事情を知らない人間が聞けば「お前は一体何を言っているんだ」と確実にツッコミが入るのだろうけど、実際、その通りなのだから仕方がない。

自覚自体はかなり早い時期からあったものの、別段支障がなかったので放置していた解離性障害。まあ、実際は時々死にそうになったこともあるのだけれど、そこは許容範囲内ということで。

数年前、今まで放置していた"それ”が原因で仕事中に致命的なダメージを負ってしまい、やむを得ず治療を受けることを決意したのだけれど…

「それは『わたし』のことなので、私たちに言われても困るんですが。
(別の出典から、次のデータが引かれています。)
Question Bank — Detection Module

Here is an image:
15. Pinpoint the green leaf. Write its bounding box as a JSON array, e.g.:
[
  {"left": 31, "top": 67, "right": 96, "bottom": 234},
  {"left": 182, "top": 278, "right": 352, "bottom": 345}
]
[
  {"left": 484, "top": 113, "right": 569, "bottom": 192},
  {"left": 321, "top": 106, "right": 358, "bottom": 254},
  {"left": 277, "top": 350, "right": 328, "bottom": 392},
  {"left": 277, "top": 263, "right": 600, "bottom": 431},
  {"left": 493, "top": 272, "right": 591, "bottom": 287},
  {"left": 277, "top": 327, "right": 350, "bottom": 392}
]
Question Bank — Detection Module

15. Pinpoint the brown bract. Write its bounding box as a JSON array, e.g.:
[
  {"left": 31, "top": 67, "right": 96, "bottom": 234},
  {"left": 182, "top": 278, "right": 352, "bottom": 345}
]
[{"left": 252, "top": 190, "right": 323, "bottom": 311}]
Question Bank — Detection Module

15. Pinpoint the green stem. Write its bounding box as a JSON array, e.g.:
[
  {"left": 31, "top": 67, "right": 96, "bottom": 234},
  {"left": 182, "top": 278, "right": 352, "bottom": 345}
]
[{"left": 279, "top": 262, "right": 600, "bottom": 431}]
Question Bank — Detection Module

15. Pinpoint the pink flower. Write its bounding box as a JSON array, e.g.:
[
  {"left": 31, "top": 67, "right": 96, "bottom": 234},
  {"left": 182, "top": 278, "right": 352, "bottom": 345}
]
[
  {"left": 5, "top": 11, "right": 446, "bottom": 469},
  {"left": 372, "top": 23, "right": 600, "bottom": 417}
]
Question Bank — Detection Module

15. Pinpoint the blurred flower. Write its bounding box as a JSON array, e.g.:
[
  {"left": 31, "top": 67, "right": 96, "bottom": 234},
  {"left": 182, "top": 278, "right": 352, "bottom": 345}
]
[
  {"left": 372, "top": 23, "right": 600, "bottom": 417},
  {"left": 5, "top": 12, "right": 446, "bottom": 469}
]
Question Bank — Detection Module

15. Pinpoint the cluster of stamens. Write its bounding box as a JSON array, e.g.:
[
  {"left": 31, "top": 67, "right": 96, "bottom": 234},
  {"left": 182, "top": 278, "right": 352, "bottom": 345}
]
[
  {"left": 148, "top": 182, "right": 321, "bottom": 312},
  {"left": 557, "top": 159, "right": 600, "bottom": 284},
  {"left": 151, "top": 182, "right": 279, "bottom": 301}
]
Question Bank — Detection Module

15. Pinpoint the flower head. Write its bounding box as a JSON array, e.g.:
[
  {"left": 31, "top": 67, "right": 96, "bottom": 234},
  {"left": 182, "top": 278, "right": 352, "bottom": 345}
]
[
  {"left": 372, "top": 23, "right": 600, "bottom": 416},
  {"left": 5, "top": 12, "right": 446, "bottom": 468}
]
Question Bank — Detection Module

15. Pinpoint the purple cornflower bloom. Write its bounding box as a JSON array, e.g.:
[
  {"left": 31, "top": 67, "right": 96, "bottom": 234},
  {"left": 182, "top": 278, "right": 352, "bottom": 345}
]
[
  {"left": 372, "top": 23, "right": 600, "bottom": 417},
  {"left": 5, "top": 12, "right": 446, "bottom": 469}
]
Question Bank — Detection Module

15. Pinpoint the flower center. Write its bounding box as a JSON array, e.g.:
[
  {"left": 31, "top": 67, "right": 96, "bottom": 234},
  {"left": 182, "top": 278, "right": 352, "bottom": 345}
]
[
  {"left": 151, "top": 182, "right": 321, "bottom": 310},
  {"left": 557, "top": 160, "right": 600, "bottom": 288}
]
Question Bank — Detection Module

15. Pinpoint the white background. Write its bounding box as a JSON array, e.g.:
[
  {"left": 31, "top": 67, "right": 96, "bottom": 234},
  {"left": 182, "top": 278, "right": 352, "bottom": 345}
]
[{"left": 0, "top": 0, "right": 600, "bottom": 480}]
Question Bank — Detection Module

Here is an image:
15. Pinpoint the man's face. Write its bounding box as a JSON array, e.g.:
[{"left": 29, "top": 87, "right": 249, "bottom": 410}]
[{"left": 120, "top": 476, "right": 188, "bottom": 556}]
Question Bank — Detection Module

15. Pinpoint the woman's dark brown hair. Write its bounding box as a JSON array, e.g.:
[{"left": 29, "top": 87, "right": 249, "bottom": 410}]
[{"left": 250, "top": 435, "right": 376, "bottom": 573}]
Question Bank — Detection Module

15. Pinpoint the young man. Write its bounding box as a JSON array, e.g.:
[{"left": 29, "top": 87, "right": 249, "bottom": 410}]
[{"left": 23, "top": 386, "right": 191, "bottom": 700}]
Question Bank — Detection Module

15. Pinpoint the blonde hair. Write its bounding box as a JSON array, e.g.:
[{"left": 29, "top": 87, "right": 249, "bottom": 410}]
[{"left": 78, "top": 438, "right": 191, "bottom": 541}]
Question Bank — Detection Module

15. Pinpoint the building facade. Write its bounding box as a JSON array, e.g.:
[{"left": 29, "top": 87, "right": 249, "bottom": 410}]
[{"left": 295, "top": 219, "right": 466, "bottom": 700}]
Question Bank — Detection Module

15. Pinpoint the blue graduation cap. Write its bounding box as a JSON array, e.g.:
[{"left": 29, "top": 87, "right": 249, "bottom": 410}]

で、取りあえずどうしましょうか?」

日常生活では特に支障はなかったはずなのに、治療に際しては支障が出まくった。と言うか支障しかなかった。

面倒くさいことに当の「本人」が当事者としてではなく「第三者」の立ち位置で「本人」の治療を受けようとするので、まず会話がかみ合わない。ついでに危機感も沸かない。

本人自身、体感含めて「わたし」と「私たち」「それ以外」に乖離しているので、目指すべき「正常な状態」がそもそも想像できない。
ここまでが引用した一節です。